There are mainly two ways to extract data from a website:
- Use of API of the website (if it exists). For example, Facebook has the Facebook Graph API which allows retrieval of data posted on Facebook.
- Access the HTML of the webpage and extract useful information/data from it. This technique is called web scrapping or web harvesting or web data extraction.


# BeautifulSoup

`BeautifulSoup` is a Python library used for web scrapping purposes to pull the data out of HTML and XML files. It creates parse trees from page source codes that can be used to extract data easily. BeautifulSoup provides Pythonic idioms for iterating, searching, and modifying the parse tree, which makes it easier to work with web data.

## Key Features:
- **HTML Parsing**: Handles broken HTML and creates a parse tree.
- **Navigation**: Navigate the parse tree using tag names, attributes, and text.
- **Search**: Find specific elements using various search methods.
- **Modification**: Modify the parse tree by adding, removing, or changing tags.


## Steps involves on How to use BeautifulSoup to scrape a web page.
1. Send an HTTP request to the URL of the webpage you want to access.
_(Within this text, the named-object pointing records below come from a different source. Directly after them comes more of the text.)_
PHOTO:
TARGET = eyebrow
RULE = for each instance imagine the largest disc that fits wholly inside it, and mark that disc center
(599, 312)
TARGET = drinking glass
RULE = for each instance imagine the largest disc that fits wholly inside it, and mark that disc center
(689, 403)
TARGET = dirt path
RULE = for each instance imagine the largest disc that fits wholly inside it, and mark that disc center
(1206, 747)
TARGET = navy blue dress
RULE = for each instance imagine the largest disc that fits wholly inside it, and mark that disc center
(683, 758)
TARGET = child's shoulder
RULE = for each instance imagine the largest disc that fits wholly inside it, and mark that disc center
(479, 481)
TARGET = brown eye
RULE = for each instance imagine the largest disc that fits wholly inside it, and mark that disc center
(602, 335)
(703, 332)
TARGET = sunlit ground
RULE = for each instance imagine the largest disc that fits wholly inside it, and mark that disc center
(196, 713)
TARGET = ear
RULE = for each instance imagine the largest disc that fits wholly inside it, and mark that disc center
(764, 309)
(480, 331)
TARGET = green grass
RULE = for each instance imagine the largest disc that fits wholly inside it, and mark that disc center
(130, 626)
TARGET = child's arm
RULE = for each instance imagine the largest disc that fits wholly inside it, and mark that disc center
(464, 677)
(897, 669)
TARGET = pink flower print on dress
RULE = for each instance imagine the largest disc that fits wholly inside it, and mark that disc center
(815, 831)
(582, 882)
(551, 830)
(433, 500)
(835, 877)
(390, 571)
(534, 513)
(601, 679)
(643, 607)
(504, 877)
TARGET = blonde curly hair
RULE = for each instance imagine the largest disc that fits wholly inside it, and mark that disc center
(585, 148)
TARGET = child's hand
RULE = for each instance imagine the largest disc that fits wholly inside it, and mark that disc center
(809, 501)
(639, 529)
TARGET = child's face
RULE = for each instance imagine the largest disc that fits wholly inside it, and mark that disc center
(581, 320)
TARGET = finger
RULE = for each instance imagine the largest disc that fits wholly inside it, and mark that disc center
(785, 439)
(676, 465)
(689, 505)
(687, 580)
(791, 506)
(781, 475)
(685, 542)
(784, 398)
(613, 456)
The server responds to the request by returning the HTML content of the webpage. For this task, we will use a third-party HTTP library for python-requests.

2. Once we have accessed the HTML content, we are left with the task of parsing the data. Since most of the HTML data is nested, we cannot extract data simply through string processing. One needs a parser which can create a nested/tree structure of the HTML data. There are many HTML parser libraries available but the most advanced one is html5lib.

3. Now, all we need to do is navigating and searching the parse tree that we created, i.e. tree traversal. For this task, we will be using another third-party python library, Beautiful Soup. It is a Python library for pulling data out of HTML and XML files.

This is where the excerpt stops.